The drinks sound interesting, but I'd like to hear more about your South American adventures. You've been a bold, bold girl!

Lisa said...

Please don't tell me you you hung around Mexico because "It was my job to run around in the outlying areas negotiating for things that would constitute factories and workforces" doing these things for Talbots???!!!. I seem to remember that you worked for them. I guess if the answer is in the 'affirmative', it's just in the nature of business these days and ultimately the bottom line. After I got past these thoughts, the rest of the post sounded so good because I realized I probably needed a good drink to face 'reality'. Love your blog and still love Talbots. Ah, such is life.

The Blushing Hostess said...

Blue - I hope it is a wonderful weekend, tamarind and otherwise.

EMom - Thanks, and I loved the letter to your children in kind!

Mespetites - I had one, and it was not in Mexico, it was in a spa in Florida. I have to say, I will have to try it again...

LPC - Each day I have new reason to be jealous.

Butler - I am posting some of the accompanying recipes at Cooks, I hope you and she will let me know what you think!

Home - I worked for a young guy who believed in (ad)ventures in resourcing as well as food and drinks. Will try to include those and nun stories for you in the future -and hoping you are well.

Clementina - heard of it as they make it in a restaurant in NYC but have not had the pleasure. If you have a recipe, please send it along and I will link to you.
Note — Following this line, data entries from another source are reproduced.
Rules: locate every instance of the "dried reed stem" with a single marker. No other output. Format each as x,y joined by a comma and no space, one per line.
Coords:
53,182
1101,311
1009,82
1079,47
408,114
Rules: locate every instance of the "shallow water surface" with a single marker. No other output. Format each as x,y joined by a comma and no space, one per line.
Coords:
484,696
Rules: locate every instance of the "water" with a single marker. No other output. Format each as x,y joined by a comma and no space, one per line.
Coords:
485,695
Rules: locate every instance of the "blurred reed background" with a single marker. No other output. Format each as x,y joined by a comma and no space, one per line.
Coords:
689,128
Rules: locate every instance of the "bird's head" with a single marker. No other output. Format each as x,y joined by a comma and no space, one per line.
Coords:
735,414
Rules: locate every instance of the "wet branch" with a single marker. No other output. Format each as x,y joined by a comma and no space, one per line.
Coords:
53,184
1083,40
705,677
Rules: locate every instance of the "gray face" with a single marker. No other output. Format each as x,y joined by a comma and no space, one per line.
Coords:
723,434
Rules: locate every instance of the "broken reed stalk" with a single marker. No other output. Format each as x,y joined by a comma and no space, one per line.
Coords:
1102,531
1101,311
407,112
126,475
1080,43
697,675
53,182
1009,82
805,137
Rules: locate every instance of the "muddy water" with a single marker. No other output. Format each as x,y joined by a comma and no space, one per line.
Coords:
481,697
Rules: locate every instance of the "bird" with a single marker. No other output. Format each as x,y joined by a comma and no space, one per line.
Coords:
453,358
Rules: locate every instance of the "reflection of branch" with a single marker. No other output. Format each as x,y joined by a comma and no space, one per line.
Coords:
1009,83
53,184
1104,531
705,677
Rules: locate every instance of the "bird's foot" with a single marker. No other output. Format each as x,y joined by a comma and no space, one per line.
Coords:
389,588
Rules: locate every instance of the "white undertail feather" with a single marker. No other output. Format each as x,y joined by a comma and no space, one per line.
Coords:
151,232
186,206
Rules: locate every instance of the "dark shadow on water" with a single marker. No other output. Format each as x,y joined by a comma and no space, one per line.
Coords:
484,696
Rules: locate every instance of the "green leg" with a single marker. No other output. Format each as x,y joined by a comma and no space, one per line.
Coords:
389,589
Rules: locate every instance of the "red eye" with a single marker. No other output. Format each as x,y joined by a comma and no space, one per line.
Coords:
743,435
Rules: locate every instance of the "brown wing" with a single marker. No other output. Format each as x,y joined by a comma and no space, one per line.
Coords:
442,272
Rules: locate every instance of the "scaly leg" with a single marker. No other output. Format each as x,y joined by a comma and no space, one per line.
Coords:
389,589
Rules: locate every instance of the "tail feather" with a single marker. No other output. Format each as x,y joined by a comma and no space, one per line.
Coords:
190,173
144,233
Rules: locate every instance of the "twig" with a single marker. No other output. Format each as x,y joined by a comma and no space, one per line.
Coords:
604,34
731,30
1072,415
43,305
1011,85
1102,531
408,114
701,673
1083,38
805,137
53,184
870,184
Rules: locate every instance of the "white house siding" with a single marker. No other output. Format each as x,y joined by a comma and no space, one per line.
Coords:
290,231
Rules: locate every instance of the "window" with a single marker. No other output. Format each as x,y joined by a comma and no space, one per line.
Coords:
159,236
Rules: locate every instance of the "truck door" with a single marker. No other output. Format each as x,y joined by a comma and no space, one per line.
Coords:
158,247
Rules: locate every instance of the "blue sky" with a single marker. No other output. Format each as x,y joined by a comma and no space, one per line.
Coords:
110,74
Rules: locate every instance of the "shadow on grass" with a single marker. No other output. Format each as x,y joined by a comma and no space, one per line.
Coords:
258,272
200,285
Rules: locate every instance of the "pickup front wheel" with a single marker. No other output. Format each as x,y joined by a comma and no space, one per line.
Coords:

Lisa - Talbots: Could not tell you what they did in Mexico but my product lines and directorship in the 5 years after leaving there were largely in this hemisphere and Taiwan. I wore a limited amount of the clothing but in truth no longer buy the brand; I felt there were ways around laying off as many as they did. A lot of bright talented people went down in that fight, and having seen a large staff through a business period as difficult as the one they faced, I have a hard time getting behind it now... If only out of loyalty to people who deserved something better. Regarding whether it is just business: There are so many good examples (ie Containter Store) of sucessful (bottom line driven)retailers who are also dedicated humanitarians where their employees (and their livlihoods) are concerned...

As for the adventures in CA and SA, I loved them, would not trade them.